Little Red Shed

Little Red Shed

Monday, March 19, 2012

Israel and Glass

I spent three weeks of this past January in Israel, "chaperoning" (for lack of a better word) a Hamline undergraduate class studying the Israeli Arab conflict.  We almost literally (and the writing teachers cringe) visited the four corners of the country, to say the trip was interesting is a major understatement.  Hamline instructor, Nurith, and our Israeli guide, Amir, lead the class.  Amir lives in a beautiful home with gorgeous big windows that gaze the outer edges of Jerusalem. Lots of light, even on the stormy day we visited, and I now had a plan.

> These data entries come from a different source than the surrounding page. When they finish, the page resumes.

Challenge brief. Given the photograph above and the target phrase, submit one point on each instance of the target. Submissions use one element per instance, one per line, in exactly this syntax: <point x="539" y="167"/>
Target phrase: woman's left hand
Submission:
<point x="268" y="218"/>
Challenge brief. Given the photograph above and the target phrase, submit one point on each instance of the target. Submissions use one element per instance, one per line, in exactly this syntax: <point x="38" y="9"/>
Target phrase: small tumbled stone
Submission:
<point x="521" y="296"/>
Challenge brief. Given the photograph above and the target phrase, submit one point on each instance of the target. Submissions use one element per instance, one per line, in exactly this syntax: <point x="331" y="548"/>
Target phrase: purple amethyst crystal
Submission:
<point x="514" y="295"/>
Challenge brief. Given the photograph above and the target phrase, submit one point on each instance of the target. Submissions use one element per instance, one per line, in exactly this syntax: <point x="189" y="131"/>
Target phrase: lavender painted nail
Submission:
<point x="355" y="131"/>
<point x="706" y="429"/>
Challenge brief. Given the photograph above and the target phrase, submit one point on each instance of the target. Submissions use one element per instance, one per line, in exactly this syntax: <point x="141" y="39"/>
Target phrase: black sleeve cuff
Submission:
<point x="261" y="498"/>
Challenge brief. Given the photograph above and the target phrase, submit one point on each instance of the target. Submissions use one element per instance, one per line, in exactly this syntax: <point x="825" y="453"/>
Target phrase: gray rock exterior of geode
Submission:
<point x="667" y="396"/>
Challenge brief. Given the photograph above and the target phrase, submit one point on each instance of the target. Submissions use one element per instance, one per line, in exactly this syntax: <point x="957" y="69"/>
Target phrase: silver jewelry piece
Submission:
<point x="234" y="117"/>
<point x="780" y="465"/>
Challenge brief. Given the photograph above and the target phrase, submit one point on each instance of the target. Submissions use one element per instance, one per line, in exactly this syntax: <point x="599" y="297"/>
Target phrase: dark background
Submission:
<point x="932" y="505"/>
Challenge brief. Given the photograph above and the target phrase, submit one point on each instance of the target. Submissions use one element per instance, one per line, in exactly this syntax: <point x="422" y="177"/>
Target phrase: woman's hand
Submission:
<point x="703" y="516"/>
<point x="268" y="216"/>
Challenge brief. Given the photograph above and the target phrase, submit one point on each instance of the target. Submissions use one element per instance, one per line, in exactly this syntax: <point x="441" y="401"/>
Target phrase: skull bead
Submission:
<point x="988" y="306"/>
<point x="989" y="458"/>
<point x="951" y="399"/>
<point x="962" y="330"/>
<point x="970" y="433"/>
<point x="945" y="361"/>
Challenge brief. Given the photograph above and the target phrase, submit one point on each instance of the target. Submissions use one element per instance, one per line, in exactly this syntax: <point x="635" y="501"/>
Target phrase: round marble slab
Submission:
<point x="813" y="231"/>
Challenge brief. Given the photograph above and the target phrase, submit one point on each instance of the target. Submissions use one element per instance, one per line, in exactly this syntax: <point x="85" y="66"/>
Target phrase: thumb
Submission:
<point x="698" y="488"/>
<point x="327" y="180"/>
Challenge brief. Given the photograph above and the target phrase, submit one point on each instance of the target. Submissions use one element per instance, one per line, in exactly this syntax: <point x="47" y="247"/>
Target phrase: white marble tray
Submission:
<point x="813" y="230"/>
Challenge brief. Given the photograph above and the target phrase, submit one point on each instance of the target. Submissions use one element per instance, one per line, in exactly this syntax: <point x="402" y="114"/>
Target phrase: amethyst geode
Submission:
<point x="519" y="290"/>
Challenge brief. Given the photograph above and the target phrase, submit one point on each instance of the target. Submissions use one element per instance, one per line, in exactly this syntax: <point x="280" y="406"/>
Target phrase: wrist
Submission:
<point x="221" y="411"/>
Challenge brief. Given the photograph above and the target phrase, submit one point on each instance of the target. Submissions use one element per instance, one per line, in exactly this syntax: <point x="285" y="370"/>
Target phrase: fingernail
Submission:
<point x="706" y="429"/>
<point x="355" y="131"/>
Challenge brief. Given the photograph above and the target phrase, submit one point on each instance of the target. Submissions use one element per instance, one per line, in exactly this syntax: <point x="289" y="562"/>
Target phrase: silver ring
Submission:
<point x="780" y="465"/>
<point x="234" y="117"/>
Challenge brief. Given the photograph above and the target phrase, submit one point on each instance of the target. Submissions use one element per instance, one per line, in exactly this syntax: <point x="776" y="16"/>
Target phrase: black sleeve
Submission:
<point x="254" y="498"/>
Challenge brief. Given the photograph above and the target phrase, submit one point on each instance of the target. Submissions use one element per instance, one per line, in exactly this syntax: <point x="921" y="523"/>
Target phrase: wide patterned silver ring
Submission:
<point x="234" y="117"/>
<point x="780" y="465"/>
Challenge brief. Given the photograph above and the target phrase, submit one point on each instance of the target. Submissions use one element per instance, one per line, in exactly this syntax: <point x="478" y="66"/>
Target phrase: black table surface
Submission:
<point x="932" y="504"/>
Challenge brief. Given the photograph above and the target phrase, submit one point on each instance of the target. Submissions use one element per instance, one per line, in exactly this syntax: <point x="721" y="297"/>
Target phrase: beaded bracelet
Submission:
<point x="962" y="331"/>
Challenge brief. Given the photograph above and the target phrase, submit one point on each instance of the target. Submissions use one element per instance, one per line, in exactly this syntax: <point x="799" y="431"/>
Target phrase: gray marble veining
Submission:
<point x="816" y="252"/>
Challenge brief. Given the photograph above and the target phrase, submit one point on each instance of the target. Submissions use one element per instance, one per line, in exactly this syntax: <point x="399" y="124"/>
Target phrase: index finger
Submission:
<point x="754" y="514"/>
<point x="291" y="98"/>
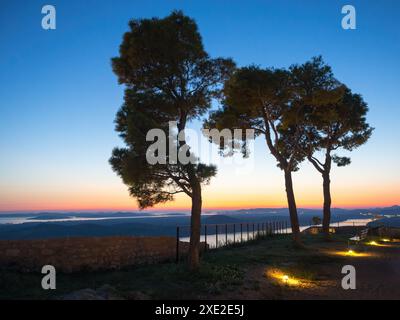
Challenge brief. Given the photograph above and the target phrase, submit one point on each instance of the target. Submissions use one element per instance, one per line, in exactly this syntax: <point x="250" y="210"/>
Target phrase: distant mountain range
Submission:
<point x="157" y="223"/>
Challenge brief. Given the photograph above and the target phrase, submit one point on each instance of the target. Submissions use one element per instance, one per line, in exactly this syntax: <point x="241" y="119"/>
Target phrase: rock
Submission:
<point x="137" y="295"/>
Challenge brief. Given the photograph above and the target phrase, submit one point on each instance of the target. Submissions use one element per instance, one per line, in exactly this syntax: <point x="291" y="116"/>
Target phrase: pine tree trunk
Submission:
<point x="327" y="204"/>
<point x="294" y="220"/>
<point x="195" y="228"/>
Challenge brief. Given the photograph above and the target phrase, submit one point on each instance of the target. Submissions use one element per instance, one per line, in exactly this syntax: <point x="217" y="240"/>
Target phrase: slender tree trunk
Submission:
<point x="195" y="228"/>
<point x="294" y="220"/>
<point x="327" y="204"/>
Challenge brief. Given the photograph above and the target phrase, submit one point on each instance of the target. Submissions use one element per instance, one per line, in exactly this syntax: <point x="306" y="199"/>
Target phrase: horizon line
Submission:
<point x="188" y="209"/>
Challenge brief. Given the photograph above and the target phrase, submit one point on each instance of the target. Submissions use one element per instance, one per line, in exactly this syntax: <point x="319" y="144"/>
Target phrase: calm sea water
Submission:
<point x="222" y="239"/>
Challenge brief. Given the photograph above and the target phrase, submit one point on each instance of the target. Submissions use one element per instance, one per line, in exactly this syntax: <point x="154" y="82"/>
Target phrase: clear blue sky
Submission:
<point x="58" y="95"/>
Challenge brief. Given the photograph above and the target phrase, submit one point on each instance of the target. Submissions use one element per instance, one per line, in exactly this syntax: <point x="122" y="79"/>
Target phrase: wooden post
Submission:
<point x="205" y="237"/>
<point x="177" y="244"/>
<point x="216" y="236"/>
<point x="226" y="234"/>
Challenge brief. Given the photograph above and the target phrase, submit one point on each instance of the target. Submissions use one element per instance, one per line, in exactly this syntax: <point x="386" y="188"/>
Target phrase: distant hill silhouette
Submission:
<point x="152" y="224"/>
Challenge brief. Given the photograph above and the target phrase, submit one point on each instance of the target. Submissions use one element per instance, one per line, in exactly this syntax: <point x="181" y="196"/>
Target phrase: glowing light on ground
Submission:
<point x="286" y="279"/>
<point x="351" y="253"/>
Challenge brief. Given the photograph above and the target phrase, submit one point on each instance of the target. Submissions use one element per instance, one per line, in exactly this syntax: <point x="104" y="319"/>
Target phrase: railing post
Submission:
<point x="226" y="234"/>
<point x="177" y="244"/>
<point x="205" y="237"/>
<point x="216" y="236"/>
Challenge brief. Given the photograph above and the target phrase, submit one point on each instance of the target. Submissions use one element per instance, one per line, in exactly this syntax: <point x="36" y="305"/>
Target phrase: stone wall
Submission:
<point x="95" y="253"/>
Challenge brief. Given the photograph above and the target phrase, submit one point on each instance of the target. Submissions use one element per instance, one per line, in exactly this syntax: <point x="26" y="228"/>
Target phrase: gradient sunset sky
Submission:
<point x="59" y="97"/>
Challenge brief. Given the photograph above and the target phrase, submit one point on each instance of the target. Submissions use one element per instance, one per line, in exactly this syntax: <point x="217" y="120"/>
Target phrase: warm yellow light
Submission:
<point x="286" y="279"/>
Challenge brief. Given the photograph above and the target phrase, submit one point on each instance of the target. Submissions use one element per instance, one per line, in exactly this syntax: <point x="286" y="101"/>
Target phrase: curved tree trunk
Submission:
<point x="195" y="227"/>
<point x="294" y="220"/>
<point x="327" y="204"/>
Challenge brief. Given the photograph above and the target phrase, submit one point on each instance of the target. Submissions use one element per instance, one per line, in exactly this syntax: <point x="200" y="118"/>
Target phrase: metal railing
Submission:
<point x="215" y="236"/>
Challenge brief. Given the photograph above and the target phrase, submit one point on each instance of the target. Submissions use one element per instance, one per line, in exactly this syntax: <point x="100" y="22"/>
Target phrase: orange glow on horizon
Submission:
<point x="116" y="198"/>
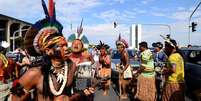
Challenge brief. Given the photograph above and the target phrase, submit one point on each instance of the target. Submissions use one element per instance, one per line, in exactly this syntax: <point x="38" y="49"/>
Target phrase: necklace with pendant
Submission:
<point x="60" y="77"/>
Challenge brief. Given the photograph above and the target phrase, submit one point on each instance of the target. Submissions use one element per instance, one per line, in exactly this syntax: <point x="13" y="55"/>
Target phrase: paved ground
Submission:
<point x="112" y="96"/>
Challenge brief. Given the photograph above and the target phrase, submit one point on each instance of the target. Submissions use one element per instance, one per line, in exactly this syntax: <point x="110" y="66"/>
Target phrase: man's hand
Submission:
<point x="89" y="91"/>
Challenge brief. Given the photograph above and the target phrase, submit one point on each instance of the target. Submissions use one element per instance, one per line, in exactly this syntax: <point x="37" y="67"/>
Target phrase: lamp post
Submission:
<point x="14" y="36"/>
<point x="189" y="22"/>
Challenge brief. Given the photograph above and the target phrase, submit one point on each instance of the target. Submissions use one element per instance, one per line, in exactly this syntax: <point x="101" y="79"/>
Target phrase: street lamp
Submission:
<point x="14" y="36"/>
<point x="189" y="22"/>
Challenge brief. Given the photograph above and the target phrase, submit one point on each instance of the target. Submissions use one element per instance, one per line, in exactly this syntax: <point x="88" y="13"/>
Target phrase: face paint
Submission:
<point x="57" y="51"/>
<point x="77" y="46"/>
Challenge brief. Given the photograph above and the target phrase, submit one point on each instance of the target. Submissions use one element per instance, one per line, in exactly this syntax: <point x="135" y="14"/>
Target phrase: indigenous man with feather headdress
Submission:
<point x="124" y="67"/>
<point x="83" y="61"/>
<point x="105" y="62"/>
<point x="51" y="80"/>
<point x="7" y="71"/>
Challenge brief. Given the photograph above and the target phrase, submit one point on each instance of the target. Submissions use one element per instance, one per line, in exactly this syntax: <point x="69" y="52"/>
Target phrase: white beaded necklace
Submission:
<point x="56" y="93"/>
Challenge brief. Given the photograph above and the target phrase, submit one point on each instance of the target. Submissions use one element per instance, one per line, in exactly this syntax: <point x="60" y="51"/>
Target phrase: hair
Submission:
<point x="46" y="66"/>
<point x="80" y="41"/>
<point x="143" y="44"/>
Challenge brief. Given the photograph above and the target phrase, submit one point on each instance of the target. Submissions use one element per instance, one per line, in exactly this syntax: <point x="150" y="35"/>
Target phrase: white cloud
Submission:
<point x="158" y="14"/>
<point x="27" y="9"/>
<point x="145" y="2"/>
<point x="119" y="1"/>
<point x="181" y="8"/>
<point x="114" y="15"/>
<point x="104" y="32"/>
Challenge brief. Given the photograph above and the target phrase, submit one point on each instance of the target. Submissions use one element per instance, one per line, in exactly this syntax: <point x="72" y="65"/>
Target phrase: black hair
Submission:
<point x="46" y="66"/>
<point x="143" y="44"/>
<point x="80" y="41"/>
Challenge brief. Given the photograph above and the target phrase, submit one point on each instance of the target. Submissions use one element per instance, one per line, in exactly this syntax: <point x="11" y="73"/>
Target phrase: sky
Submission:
<point x="157" y="17"/>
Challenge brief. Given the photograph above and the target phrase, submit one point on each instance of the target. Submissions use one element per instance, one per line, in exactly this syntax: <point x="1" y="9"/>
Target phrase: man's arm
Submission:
<point x="126" y="60"/>
<point x="21" y="88"/>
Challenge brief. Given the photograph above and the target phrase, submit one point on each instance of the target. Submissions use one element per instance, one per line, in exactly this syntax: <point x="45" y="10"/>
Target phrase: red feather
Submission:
<point x="51" y="8"/>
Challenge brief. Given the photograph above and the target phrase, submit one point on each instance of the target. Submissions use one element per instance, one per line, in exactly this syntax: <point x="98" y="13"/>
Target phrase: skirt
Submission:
<point x="146" y="88"/>
<point x="173" y="92"/>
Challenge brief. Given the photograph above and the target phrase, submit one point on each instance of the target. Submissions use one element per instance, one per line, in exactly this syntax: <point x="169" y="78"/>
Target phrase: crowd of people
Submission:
<point x="55" y="75"/>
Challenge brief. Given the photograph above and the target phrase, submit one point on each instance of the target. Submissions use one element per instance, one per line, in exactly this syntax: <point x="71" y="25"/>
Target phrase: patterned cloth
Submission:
<point x="173" y="92"/>
<point x="178" y="76"/>
<point x="146" y="89"/>
<point x="148" y="62"/>
<point x="4" y="89"/>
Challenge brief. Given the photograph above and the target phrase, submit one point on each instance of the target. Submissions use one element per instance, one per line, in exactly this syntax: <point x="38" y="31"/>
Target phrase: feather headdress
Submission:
<point x="79" y="35"/>
<point x="121" y="41"/>
<point x="42" y="30"/>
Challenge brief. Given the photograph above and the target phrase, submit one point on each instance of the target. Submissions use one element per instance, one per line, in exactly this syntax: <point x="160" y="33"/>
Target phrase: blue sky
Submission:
<point x="99" y="16"/>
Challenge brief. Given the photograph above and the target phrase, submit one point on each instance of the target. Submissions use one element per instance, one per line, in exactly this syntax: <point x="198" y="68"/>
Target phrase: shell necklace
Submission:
<point x="60" y="77"/>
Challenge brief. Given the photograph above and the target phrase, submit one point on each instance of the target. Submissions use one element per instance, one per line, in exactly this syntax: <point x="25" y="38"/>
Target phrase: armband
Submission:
<point x="18" y="89"/>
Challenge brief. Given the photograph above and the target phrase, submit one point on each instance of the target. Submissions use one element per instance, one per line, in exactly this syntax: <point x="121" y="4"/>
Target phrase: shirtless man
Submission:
<point x="105" y="62"/>
<point x="79" y="55"/>
<point x="125" y="72"/>
<point x="51" y="80"/>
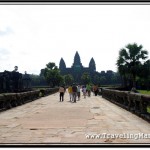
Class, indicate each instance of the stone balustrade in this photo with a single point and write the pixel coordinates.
(133, 102)
(9, 100)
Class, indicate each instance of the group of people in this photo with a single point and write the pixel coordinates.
(75, 91)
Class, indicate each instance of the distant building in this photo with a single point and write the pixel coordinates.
(77, 68)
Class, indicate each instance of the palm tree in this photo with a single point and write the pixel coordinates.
(130, 58)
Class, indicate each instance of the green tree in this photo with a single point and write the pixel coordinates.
(129, 61)
(86, 79)
(52, 75)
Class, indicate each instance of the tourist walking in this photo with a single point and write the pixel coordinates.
(61, 91)
(84, 91)
(78, 92)
(70, 93)
(88, 88)
(95, 90)
(74, 92)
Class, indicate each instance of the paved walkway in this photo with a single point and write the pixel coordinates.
(47, 120)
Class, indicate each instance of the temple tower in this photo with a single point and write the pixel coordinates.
(62, 66)
(92, 65)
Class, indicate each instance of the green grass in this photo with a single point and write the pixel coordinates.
(144, 92)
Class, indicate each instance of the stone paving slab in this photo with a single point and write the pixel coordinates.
(48, 121)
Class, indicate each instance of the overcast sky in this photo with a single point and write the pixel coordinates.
(33, 35)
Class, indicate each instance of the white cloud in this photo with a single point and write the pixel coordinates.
(45, 33)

Days later, as we traveled South on highway 90 along the border with Jordan, we stopped to visit a memorial, Andartat Habikaa, high on a hill and dedicated to a group of Israeli soldiers killed in battle near here in the late 1960's (pictured below) .
While our group gathered to hear the history of the area I spotted a green bottle halfway down the side of the hill on which the memorial stood.  Needless to say I climbed down and got that bottle.  With the exception of a dozen or so flies no longer among the living, the bottle was in nice shape, didn't even have a label I'd have to remove.  Then while in Tel Aviv a few days later I found a nice aqua blue bottle, I took that as well.  Now I would need just one additional color, this I would locate in the flea market in Jaffa the day we were to fly home, a brown glass cup purchased from a vendor for about $3.00.

Once home, and with hammer, I broke the two bottles and the cup into many pieces and melted all in my kiln.  From there the pieces were cut to shape and placed onto the frames as you see them below, the green bottle provides the stem, the blue bottle the petals, and the brown cup the bud (the background colors I already had at home).   It's not really possible to see in these pictures, but I think both pieces turned out nicely since the chunks of glass that make up the flowers are thicker, giving a bit of a 3D effect.  So from glass collected in the beautiful country of Israel come four beautiful flowers.  My first "international" pieces!  And my hope, the one in yellow looks nice in a big bright window gazing the outer edges of Jerusalem.